Greek news site Kathimerini claimed the mighty 65,000-tonne warship will anchor at Souda Bay – about 100 miles south of the Greek capital of Athens – in June.
The Ministry of Defence could not confirm, yet, whether Queen Elizabeth and her task group would make the pit-stop during its maiden operational mission this year.
However, local media said the vessel had been earmarked to join the 200th anniversary celebrations marking the Greek War of Independence - and that the Portsmouth-based vessel was also on a trade mission ‘related to British interest to sell Type 31 frigates to the Greek Navy’.
Speaking to The News, a Royal Navy spokesman said: ‘The Carrier Strike Group 21 deployment will undertake a series of Nato maritime missions in the Atlantic and Mediterranean. We look forward to developing those plans with Nato allies over the coming months.’
Queen Elizabeth is the first of two new aircraft carriers which are the largest warships ever built for the Royal Navy.
She will be setting sail from Portsmouth in May, where she will join forces with a floating vanguard of other warships and support vessels that form her carrier strike group.
Made up of two Type 45 destroyers, two Type 23 frigates, a British hunter-killer submarine, two Royal Fleet Auxiliary support ships and a destroyer from the US Navy, the flotilla has been hailed as the Europe’s most power naval group.
Queen Elizabeth is expected to sail to the Mediterranean before heading to the Gulf and then out to the Indo-Pacific.
Although not yet confirmed, it is expected the vessel will stop at Japan and join drills with allied nations in the region.
And it is anticipated that Queen Elizabeth could visit the South China Sea, a vast expanse of contested waterway.
Speaking last week, First Sea Lord Admiral Tony Radakin said the exact route of the task group was still being worked on.
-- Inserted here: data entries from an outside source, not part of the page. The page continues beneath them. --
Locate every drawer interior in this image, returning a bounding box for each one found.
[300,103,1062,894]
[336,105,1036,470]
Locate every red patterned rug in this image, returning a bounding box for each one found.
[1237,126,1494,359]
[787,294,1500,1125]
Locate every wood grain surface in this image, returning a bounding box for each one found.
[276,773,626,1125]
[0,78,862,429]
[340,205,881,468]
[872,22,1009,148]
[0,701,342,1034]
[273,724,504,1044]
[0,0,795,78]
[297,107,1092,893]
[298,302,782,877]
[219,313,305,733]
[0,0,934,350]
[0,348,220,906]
‘This is about trade, as well as security, and it’s definitely about partners and allies,’ he said during an live-stream interview on Twitter.
His comments came as an experienced naval officer warned Chinese submarines and attack jets will ‘almost certainly’ seek to ‘cause mischief’ when Queen Elizabeth visit the Pacific.
‘Our task group will need to be alert to this the whole time,’ retired Commander Tom Sharpe told a panel of defence experts during a debate staged by the Henry Jackson Society.